Anti-immigrant rally in Peterborough sparks calls for inclusion and tolerance
By Cody Starr
BELLEVILLE – An anti-immigration rally being held in Peterborough’s Confederation Park Saturday has been met with public outcry.
The rally Saturday has sparked a counter-rally on Friday from 4 to 7 p.m. called Chalk Out Hate. The event will take place at Peterborough Square on George Street in the downtown core. Those who attend will be using chalk to write messages of welcome, love and peace.
The Chalk Out Hate event is part of what is being called Solidarity Weekend in Peterborough. The weekend is to allow Peterborough residents to “acknowledge, address and respond to growing neo-Nazi, white-supremacist and anti-immigration ideologies and movements as they take form in the community that we share,” according to a Statement of Unity released by organizers. The statement condemns racism and intolerance in Peterborough and calls on residents to combat them with love, justice, hope, care and creativity.
On Thursday afternoon, the Peterborough Police said they “support the values reflected in the Unity Statement” and are adding their name “to the the list of organizations and individuals that support diversity, inclusion and peace for everyone.”
The police statement quotes Police Chief Murray Rodd saying: “We celebrate the many creative events taking place across the city this weekend that uphold the values of tolerance, acceptance and inclusion. We do not endorse or support confrontation.”

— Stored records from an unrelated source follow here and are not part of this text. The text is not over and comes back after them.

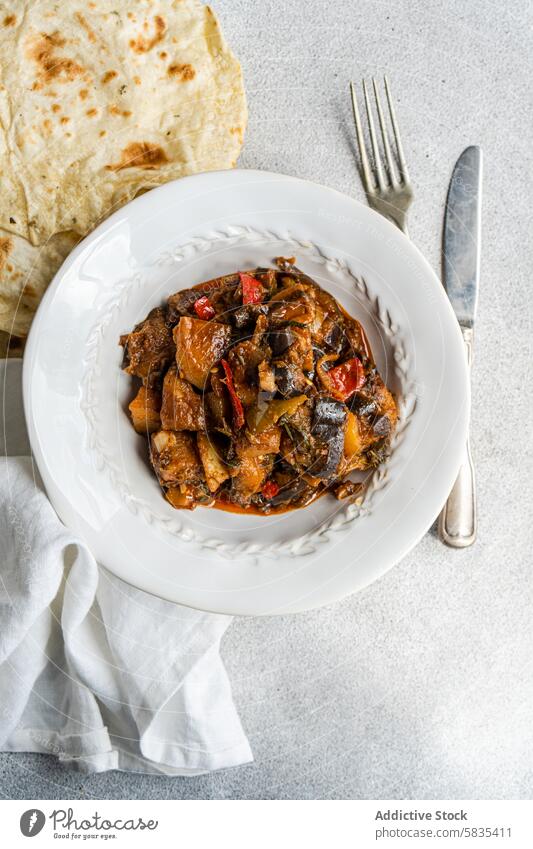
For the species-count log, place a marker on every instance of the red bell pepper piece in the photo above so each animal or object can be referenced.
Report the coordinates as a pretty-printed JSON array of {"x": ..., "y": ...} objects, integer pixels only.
[
  {"x": 269, "y": 490},
  {"x": 346, "y": 378},
  {"x": 238, "y": 412},
  {"x": 203, "y": 308},
  {"x": 252, "y": 291}
]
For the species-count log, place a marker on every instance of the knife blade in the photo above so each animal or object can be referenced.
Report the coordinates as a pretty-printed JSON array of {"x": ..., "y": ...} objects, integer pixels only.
[
  {"x": 462, "y": 235},
  {"x": 461, "y": 247}
]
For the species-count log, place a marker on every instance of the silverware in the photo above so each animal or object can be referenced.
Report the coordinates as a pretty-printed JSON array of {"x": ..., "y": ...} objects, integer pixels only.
[
  {"x": 388, "y": 189},
  {"x": 461, "y": 247},
  {"x": 389, "y": 192}
]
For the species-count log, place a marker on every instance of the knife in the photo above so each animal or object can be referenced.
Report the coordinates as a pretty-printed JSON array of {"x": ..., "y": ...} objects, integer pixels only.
[{"x": 461, "y": 246}]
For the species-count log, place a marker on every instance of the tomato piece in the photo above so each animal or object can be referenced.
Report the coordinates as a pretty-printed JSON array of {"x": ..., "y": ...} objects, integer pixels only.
[
  {"x": 346, "y": 378},
  {"x": 203, "y": 308},
  {"x": 252, "y": 291},
  {"x": 269, "y": 490},
  {"x": 236, "y": 403}
]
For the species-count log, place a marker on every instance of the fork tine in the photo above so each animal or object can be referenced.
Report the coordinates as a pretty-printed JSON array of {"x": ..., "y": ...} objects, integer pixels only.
[
  {"x": 403, "y": 164},
  {"x": 373, "y": 139},
  {"x": 385, "y": 136},
  {"x": 367, "y": 175}
]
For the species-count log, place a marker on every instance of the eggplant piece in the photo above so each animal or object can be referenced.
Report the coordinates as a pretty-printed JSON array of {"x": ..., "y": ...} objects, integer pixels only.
[
  {"x": 333, "y": 335},
  {"x": 290, "y": 380},
  {"x": 329, "y": 421},
  {"x": 199, "y": 345},
  {"x": 246, "y": 315},
  {"x": 289, "y": 493},
  {"x": 145, "y": 410},
  {"x": 182, "y": 407},
  {"x": 175, "y": 458},
  {"x": 280, "y": 340},
  {"x": 362, "y": 405},
  {"x": 381, "y": 426},
  {"x": 217, "y": 290},
  {"x": 182, "y": 303}
]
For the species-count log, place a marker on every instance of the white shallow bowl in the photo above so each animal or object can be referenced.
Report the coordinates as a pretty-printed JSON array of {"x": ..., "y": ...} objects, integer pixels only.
[{"x": 94, "y": 466}]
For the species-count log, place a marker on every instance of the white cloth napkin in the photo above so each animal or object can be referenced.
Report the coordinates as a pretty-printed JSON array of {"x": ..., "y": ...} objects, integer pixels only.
[{"x": 100, "y": 674}]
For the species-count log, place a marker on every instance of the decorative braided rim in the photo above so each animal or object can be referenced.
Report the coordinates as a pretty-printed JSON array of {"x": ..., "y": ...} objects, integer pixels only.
[{"x": 343, "y": 520}]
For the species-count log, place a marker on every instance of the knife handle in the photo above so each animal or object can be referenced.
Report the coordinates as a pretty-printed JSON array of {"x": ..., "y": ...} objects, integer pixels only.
[{"x": 458, "y": 520}]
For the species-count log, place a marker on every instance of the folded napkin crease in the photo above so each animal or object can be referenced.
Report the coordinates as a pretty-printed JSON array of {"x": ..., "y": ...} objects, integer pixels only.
[{"x": 92, "y": 670}]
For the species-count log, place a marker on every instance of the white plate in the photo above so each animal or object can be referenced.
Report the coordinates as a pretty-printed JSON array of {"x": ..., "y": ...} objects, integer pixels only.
[{"x": 94, "y": 466}]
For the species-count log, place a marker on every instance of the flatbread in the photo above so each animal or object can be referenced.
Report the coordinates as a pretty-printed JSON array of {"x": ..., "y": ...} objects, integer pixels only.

The anti-immigration rally is being organized by Kevin Goudreau, chair of the far-right Canadian Nationalist Front. On its website, the group says its goals are to “see proper immigration reforms,” to stop “third world immigrants” from coming to Canada, and “to see the return to Canada’s original predominantly white-European and native aboriginal ethnic makeup.”

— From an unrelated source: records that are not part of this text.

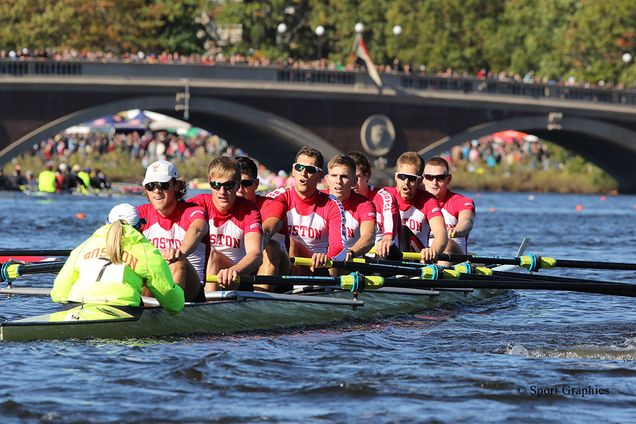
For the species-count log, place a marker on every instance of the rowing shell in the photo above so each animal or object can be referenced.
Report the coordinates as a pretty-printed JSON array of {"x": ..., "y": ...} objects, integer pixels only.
[
  {"x": 239, "y": 312},
  {"x": 230, "y": 312}
]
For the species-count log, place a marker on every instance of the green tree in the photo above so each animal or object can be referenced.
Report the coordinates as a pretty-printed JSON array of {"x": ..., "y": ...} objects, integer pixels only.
[{"x": 598, "y": 35}]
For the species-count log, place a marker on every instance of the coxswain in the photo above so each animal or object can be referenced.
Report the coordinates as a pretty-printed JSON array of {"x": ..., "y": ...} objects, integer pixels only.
[
  {"x": 46, "y": 179},
  {"x": 234, "y": 223},
  {"x": 458, "y": 210},
  {"x": 359, "y": 211},
  {"x": 176, "y": 227},
  {"x": 315, "y": 220},
  {"x": 112, "y": 266},
  {"x": 19, "y": 181},
  {"x": 419, "y": 211}
]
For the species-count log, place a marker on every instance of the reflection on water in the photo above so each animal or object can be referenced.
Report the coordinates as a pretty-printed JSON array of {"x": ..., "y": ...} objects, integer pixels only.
[{"x": 520, "y": 356}]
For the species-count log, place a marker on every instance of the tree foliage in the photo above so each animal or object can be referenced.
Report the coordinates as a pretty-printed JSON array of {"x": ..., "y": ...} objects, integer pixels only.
[{"x": 552, "y": 39}]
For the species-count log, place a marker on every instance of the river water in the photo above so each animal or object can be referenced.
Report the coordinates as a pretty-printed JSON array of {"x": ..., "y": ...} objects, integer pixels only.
[{"x": 522, "y": 356}]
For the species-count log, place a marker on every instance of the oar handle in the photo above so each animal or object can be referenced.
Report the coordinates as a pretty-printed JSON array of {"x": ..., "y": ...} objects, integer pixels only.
[
  {"x": 10, "y": 271},
  {"x": 307, "y": 262}
]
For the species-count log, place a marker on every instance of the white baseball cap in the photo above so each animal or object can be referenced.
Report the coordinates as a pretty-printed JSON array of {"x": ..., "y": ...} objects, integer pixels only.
[
  {"x": 126, "y": 212},
  {"x": 161, "y": 171}
]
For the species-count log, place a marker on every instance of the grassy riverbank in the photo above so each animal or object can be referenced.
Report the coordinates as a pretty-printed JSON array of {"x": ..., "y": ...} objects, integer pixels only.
[{"x": 574, "y": 175}]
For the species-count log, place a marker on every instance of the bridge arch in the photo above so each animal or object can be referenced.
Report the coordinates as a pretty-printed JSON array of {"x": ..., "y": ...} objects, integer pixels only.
[
  {"x": 269, "y": 138},
  {"x": 582, "y": 136}
]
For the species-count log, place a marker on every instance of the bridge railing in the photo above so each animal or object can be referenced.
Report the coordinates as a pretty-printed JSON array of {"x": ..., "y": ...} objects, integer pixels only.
[{"x": 397, "y": 81}]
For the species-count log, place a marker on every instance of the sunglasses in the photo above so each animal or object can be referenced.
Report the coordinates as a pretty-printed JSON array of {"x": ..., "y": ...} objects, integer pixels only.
[
  {"x": 156, "y": 184},
  {"x": 439, "y": 178},
  {"x": 311, "y": 169},
  {"x": 228, "y": 185},
  {"x": 410, "y": 177},
  {"x": 247, "y": 183}
]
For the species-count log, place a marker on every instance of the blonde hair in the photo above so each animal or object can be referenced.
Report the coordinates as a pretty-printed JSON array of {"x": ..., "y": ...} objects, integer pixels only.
[
  {"x": 412, "y": 158},
  {"x": 224, "y": 166},
  {"x": 438, "y": 161},
  {"x": 114, "y": 239},
  {"x": 343, "y": 160}
]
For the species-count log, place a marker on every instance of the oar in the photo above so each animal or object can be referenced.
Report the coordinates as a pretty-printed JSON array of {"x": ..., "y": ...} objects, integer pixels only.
[
  {"x": 34, "y": 252},
  {"x": 467, "y": 268},
  {"x": 530, "y": 262},
  {"x": 358, "y": 282},
  {"x": 598, "y": 287},
  {"x": 10, "y": 271}
]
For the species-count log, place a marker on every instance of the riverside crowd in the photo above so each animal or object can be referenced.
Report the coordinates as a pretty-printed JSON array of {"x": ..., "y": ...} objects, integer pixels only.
[
  {"x": 254, "y": 59},
  {"x": 152, "y": 146}
]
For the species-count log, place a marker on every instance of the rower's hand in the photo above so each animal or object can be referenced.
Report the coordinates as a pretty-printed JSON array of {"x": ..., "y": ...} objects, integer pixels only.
[
  {"x": 429, "y": 255},
  {"x": 226, "y": 277},
  {"x": 318, "y": 260},
  {"x": 171, "y": 255},
  {"x": 383, "y": 246}
]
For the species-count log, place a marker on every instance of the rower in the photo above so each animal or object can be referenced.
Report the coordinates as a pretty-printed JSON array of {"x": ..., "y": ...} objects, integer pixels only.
[
  {"x": 46, "y": 179},
  {"x": 458, "y": 210},
  {"x": 363, "y": 174},
  {"x": 176, "y": 227},
  {"x": 419, "y": 211},
  {"x": 315, "y": 220},
  {"x": 234, "y": 223},
  {"x": 112, "y": 266},
  {"x": 359, "y": 211},
  {"x": 275, "y": 259}
]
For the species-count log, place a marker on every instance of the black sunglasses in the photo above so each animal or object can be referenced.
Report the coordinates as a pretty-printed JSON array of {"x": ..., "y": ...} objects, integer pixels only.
[
  {"x": 156, "y": 184},
  {"x": 410, "y": 177},
  {"x": 228, "y": 185},
  {"x": 311, "y": 169},
  {"x": 439, "y": 178},
  {"x": 247, "y": 183}
]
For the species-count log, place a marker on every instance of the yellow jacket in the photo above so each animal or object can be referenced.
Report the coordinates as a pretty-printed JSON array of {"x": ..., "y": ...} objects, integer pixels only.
[{"x": 87, "y": 277}]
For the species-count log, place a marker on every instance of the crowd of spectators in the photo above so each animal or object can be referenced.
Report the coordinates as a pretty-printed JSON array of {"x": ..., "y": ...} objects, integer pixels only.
[
  {"x": 146, "y": 147},
  {"x": 490, "y": 151},
  {"x": 254, "y": 59}
]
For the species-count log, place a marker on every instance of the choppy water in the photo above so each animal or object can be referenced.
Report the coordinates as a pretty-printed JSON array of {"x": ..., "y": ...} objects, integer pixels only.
[{"x": 520, "y": 357}]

This isn’t the first time Goudreau has held a controversial rally in Peterborough. In March, he and other Nationalist Front members held what was billed as a “White Pride” rally in the city’s downtown. News reports at the time said there were only a handful of participants, and there were many complaints about the event on social media.
The permit for Saturday’s rally, which is scheduled to run from 2 to 5 p.m., was granted by the Peterborough city clerk’s office on Monday, according to Henry Clarke, a member of Peterborough city council.
The decision to grant the permit was out of the councillors’ hands, Clarke said.
“If I had a choice, I wouldn’t allow it,” he told QNet News in an interview Wednesday. But despite personal feelings he and others may have about such events, he said, demonstrators must be allowed to gather peacefully, since Canada permits freedom of speech.